@mhagain Do you have any control access to this, to ensure that a function using a portion of the scratch buffer won't get corrupted by calling another function which decides to use it?
Or is it only used when interacting with external API's that require such space?
Not answering for mhagain, but I'll butt in with my experiences
When I worked on PS2, we put almost
everything into stack based scratch buffers (mark&release / stack allocators) -- these kinds of allocators outperform almost every other option (
allocation is basically just a "+=").
To manage them, allocations were added to a stack, and the only way to release anything was to clear the
entire stack.
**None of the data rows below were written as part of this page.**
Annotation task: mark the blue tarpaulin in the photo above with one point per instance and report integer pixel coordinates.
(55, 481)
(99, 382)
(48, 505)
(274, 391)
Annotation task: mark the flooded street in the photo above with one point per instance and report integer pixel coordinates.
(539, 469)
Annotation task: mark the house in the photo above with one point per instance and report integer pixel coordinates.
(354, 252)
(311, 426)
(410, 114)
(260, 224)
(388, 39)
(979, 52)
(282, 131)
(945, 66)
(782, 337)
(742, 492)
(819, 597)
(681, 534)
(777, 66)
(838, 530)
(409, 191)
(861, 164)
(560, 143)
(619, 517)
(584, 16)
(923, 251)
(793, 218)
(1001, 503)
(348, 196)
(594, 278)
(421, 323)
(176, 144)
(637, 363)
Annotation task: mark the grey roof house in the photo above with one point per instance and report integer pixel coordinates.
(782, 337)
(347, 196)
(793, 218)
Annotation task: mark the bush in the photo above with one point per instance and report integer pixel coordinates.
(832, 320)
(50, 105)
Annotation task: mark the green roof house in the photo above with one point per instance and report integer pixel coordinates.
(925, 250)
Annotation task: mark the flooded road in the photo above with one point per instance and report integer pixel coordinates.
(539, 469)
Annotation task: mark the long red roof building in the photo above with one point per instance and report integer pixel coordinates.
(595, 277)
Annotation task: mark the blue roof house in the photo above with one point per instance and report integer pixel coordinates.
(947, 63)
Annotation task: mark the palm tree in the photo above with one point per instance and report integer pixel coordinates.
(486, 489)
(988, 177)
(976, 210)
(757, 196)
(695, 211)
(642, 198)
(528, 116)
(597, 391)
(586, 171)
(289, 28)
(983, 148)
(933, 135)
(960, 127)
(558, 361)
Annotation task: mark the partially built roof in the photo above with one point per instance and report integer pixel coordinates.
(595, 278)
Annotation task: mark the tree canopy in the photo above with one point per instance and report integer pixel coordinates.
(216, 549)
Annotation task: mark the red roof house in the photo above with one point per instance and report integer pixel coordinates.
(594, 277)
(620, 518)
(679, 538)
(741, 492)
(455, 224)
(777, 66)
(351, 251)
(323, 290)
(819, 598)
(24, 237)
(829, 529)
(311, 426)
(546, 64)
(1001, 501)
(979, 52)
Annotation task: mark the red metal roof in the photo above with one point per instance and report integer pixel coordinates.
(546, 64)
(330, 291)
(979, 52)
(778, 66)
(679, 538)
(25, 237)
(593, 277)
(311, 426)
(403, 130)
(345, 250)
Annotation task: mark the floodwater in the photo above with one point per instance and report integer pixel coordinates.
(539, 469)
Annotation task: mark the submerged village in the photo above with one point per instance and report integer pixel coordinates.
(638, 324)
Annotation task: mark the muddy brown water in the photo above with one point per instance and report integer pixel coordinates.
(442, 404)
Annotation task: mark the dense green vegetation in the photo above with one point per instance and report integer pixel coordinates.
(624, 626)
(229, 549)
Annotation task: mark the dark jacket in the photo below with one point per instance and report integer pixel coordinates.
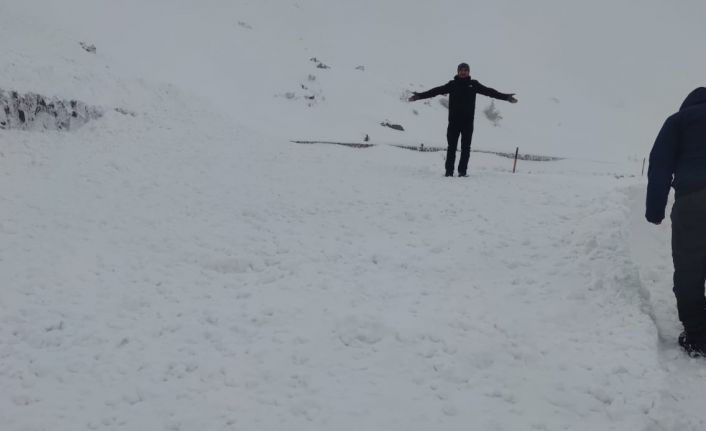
(678, 157)
(462, 97)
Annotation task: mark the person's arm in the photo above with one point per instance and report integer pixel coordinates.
(495, 94)
(443, 89)
(661, 171)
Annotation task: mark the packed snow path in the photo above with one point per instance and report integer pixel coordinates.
(172, 275)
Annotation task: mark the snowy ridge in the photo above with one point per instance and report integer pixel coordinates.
(179, 264)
As primitive as it sounds, once you start using such a system, it can be quite easy and powerful.
We had several different stacks with different lifetimes, e.g. there might be one with no guarantees (
use/clear as a static scratch space), one for per-frame temporaries, and others associated to geographical areas of the game (which would be cleared/initialized by the world-streaming system).
In my current engine, I use something similar to
Dice's scope-stacks to manage all engine allocations (
global new/malloc type allocations are banned - you must specify from where you are obtaining your memory); the concepts presented by Dice allow you to reconcile such a simple allocator with C++ features (constructors/destructors) and manage lifetimes in a sensible and predictable way (
with much more flexibility than the above ps2 anecdote).
If you need some scratch-space in a function, you can create a local "allocation scope", and allocate (
quick "+=") whatever data you want from it. When the function returns, the local "allocation scope" variable goes out of scope and unwinds the stack-allocator back to where it was before the function began (
and if necessary, calls any required destructors).
Having used this allocation strategy for a while, I feel the same joy as I did when first discovering RAII for the first time -- it's an amazingly simple idea with major power that greatly simplifies my code and reduces memory related bugs.
Unfortunately the gameplay code (
i.e. the Lua VM) still makes heavy use of a general purpose allocator like malloc (
thousands of dynamic allocations per frame), though it's still not really a bottleneck.